El siguiente en entrar fue un hombre corpulento, con traje azul oscuro, que se acomodó en la silla más próxima sin ser invitado. Era Gordon Galdone, director de la campaña para la reelección del presidente. Lockwood no le soportaba. Desde hacía un tiempo, Galdone tenía el don de la ubicuidad y se le veía en todas partes, en cualquier reunión. No se decidía nada ni sucedía nada sin su beneplácito.

El presidente se sentó de nuevo tras el escritorio.

—Bien, Stan, empieza.

—Sí, señor presidente. —Lockwood sacó una carpeta—. ¿Conoce a un telepredicador que se llama Don T. Spates? Tiene una iglesia en Virginia Beach; «Dios en Máxima Audiencia», se llama.

—¿Ese al que pillaron dando por el mapamundi a dos prostitutas?

Una risa masculina recorrió la sala. De todos era conocido el pintoresco léxico del presidente, que era del sur y había sido abogado procesalista.

—Ese mismo, señor. Se refirió al proyecto Isabella en su sermón del domingo para el Canal Cristiano, y se puso hecho una fiera. Su argumento era que el gobierno se ha gastado cuarenta mil millones de dólares de los contribuyentes en intentar desmentir el Génesis.

—El proyecto Isabella no tiene nada que ver con el Génesis.

—Por supuesto. El problema es que parece que ha tocado una fibra sensible. Tengo entendido que varios senadores y congresistas están recibiendo e-mails y llamadas telefónicas. Y ahora también nuestra oficina. Es lo suficientemente importante como para merecer alguna respuesta.

El presidente se volvió hacia el jefe de gabinete.

—¿A ti te consta, Roger?

—De momento, tenemos casi veinte mil e-mails registrados, el noventa y seis por ciento en contra.

—¿Veinte mil?

—Sí.

Lockwood miró a Galdone de reojo. Su rostro pétreo no delataba nada en absoluto. Era su táctica, esperar y hablar el último, algo que sacaba de quicio a Lockwood.

—Conviene señalar —dijo Lockwood— que el cincuenta y dos por ciento de los americanos no creen en la evolución, y entre los republicanos confesos asciende al sesenta y ocho por ciento. Este ataque al Isabella procede de ese segmento. Podría volverse partidista… y desagradable.

—¿De dónde sacas los porcentajes?

—De una encuesta de Gallup.

El presidente sacudió la cabeza.

—Mantendremos nuestra postura. El proyecto Isabella es fundamental para que la ciencia y la tecnología de Estados Unidos sigan siendo competitivas en el mundo. Después de varios años rezagados, nos hemos puesto por delante de los europeos y de los japoneses. El proyecto Isabella beneficia la economía, el I + D y el comercio. Podría resolver nuestras necesidades de energía y liberarnos de la dependencia del petróleo de Oriente Próximo. Stan, haz un comunicado en ese sentido. Organiza una rueda de prensa y arma un poco de ruido. Mantendremos nuestra postura.

—Sí, señor presidente.

Era el turno de Galdone. Movió sus carnes en la silla.

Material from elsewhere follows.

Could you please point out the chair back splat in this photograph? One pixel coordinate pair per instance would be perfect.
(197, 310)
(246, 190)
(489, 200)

—Si hubiera buenas noticias del proyecto Isabella no seríamos tan vulnerables. —Se volvió hacia Lockwood—. Doctor Lockwood, ¿podría decirnos cuándo se solucionarán los problemas?

—En una semana, quizá menos. Los tenemos bastante controlados.

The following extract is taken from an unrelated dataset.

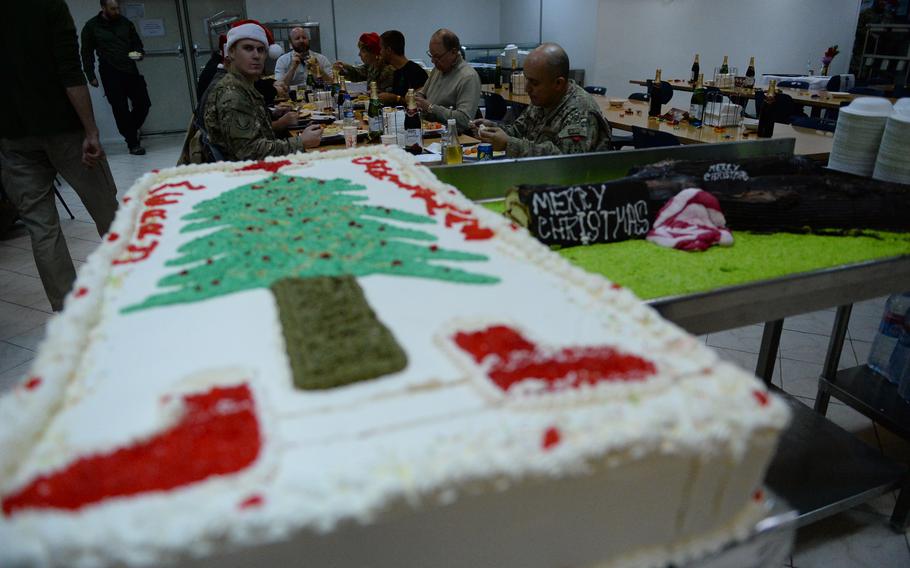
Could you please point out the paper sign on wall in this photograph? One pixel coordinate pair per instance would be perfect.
(153, 27)
(134, 11)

—Con alguien como Spates dándole al tamtan y engrasando las pistolas —dijo Galdone—, una semana es mucho.

La doble metáfora hizo que Lockwood se estremeciera.

—Señor Galdone, le aseguro que no escatimamos esfuerzos.

La cara sebosa de Galdone se movió al hablar.

—Una semana —dijo, con clara desaprobación.

Lockwood oyó una voz en la puerta del Despacho Oval, y casi se le paró el corazón al ver que hacían pasar a su ayudante personal. Muy grave tenía que ser para que interrumpiese una reunión con el presidente. Entró con una obsequiosidad casi cómica, dio una nota a Lockwood y se fue a toda prisa. Lockwood desdobló el papel con temor.

Intentó tragar saliva, pero no podía. Al principio optó por no decir nada, pero después cambió de idea: cuanto antes, mejor.

—Señor presidente, me notifican que acaban de encontrar a uno de los científicos del proyecto Isabella muerto en un barranco de Red Mesa. Hace una media hora que lo sabe el FBI; ya hay agentes de camino.

—¿Muerto? ¿Cómo?

—Un disparo. En la cabeza.

El presidente le miró sin decir nada. Lockwood nunca le había visto turbado, y se asustó.